A variety of gene mutations cause retinitis pigmentosa (RP) – but how do those genes affect the degeneration of rod and cone photoreceptors in the eyes? According to Medical XPress, some researchers wonder if cones are affected due to some issue with sugar metabolism. To develop more targeted therapies which focus on the various mutations and patient needs, researchers evaluated a series of gene therapies in mice models of RP. Ultimately, they determined that Txnip gene therapy is most effective in protecting against vision loss, especially when used in conjunction with other gene therapies. Check out the full study findings published in eLife.

Txnip Gene Therapy

In their research, researchers focused on gene therapies that would impact glucose and sugar metabolism. Altogether, they evaluated 20 potential gene therapies using mice models of RP. Through this, they discovered that:

n adeno-associated virus (AAV) vector expressing Txnip…prolongs the survival of cone photoreceptors and improves visual acuity in RP mouse models.

The researchers evaluated the Txnip gene therapy in three separate mice models and found that it was significantly more effective than other options. In particular, C247S, a form of Txnip, helped improve mitochondrial health and allowed cones to use alternate energy sources. As a result, vision was protected.

Next, researchers questioned whether Txnip therapy would be more effective in conjunction with other solutions. To do this, they used specific gene therapies with anti-inflammatory properties that also reduced oxidative stress. Between Txnip and the additional therapies, researchers saw increased cellular protection and better visual acuity.

While these results are promising, additional research is needed to determine if this gene therapy would be similarly effective in human patients with RP.

Retinitis Pigmentosa (RP)

While over 60 gene mutations have been linked to retinitis pigmentosa (RP), a group of genetic diseases, the most common cause are RHO mutations. In fact, up to 30% of RP diagnoses result from these mutations. Depending on the mutation, RP can be inherited in an autosomal dominant, autosomal recessive, or X-linked pattern. However, in all cases, RP causes progressive retinal degeneration. Normally, the retina helps convert light into signals. Our brains use this to determine what we’re actually seeing. In patients with RP, as the retina and photoreceptor cells degenerate, so does patients’ vision.
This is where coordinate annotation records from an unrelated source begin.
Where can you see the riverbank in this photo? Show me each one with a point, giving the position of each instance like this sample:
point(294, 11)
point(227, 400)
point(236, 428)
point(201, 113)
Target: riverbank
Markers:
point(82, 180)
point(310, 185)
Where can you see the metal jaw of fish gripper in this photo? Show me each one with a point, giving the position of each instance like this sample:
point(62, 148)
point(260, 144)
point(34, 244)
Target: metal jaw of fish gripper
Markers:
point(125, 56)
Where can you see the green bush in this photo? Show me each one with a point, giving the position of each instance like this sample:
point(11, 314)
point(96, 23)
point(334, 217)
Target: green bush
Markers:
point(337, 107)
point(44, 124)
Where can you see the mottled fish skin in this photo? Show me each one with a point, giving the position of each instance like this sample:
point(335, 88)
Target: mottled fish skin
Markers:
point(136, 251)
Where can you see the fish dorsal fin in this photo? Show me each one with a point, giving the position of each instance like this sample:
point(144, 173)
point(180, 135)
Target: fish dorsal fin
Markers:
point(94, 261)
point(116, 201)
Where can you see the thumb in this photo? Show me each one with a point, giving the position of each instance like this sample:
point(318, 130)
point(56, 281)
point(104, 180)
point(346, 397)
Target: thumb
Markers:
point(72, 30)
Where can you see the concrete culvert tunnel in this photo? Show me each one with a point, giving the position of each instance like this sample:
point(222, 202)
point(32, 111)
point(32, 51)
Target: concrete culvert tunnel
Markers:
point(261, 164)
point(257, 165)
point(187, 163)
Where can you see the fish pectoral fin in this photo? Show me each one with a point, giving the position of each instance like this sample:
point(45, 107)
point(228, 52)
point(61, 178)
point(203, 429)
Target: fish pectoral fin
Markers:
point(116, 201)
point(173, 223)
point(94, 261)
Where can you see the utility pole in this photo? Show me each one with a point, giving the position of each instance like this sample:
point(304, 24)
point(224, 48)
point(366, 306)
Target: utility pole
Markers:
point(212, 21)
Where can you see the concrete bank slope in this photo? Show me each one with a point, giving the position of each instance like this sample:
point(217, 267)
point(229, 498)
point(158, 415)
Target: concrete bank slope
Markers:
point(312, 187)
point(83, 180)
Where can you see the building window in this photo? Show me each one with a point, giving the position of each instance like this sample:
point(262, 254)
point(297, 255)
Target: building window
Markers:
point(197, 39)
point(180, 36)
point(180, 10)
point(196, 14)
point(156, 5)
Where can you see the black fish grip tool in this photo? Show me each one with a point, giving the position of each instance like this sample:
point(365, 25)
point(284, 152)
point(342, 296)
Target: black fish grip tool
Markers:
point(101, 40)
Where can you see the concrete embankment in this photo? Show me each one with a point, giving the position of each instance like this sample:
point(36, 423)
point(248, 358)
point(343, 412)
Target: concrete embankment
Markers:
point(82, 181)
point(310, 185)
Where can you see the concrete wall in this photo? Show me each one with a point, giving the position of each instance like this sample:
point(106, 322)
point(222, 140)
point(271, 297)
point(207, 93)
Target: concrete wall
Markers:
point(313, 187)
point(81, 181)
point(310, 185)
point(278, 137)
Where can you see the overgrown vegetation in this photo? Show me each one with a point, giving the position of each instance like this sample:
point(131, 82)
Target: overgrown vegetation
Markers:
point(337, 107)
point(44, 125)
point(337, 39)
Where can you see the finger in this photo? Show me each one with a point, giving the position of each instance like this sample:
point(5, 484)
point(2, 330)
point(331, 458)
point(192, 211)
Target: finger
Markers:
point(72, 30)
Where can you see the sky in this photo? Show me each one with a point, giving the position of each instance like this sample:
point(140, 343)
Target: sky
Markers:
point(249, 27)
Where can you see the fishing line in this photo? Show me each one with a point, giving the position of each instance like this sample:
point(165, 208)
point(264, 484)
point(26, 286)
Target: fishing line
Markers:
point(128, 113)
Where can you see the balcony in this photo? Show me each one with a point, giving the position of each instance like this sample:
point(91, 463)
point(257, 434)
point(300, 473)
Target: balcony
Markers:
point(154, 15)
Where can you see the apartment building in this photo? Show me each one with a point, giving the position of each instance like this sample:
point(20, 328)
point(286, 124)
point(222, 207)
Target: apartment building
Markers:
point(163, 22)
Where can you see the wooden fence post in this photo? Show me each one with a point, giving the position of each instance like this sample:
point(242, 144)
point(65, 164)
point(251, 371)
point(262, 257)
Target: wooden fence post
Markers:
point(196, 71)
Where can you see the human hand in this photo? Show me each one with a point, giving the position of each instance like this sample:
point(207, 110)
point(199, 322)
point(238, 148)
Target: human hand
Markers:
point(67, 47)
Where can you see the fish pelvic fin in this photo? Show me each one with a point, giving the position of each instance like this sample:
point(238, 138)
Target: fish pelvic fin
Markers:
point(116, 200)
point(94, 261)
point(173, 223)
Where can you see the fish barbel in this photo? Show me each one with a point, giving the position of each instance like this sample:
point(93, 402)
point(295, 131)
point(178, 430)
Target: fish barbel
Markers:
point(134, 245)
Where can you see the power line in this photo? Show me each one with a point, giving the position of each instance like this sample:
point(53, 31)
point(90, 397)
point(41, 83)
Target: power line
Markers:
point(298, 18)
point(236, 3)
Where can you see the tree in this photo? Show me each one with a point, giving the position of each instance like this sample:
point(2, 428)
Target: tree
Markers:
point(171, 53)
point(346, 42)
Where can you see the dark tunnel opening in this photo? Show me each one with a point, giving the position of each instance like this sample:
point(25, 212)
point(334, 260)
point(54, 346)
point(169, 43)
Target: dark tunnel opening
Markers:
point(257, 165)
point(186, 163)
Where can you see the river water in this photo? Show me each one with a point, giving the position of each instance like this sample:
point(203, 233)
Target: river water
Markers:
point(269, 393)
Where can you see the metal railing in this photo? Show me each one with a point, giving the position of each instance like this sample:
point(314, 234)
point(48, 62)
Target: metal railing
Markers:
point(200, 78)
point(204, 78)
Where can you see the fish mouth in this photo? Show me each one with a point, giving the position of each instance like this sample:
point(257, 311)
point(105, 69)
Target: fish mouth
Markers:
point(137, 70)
Symptoms vary based on the involvement of rods or cones. For most patients, RP first affects rods at the outer portion of the retina. Thus, initial symptoms include:

• Loss of peripheral vision
• Night vision loss

Once cones become impacted, additional symptoms include:

• Decreased central vision
• Night blindness
• Lowered ability to see colors and details

By age 40, many people with RP are considered to be legally blind.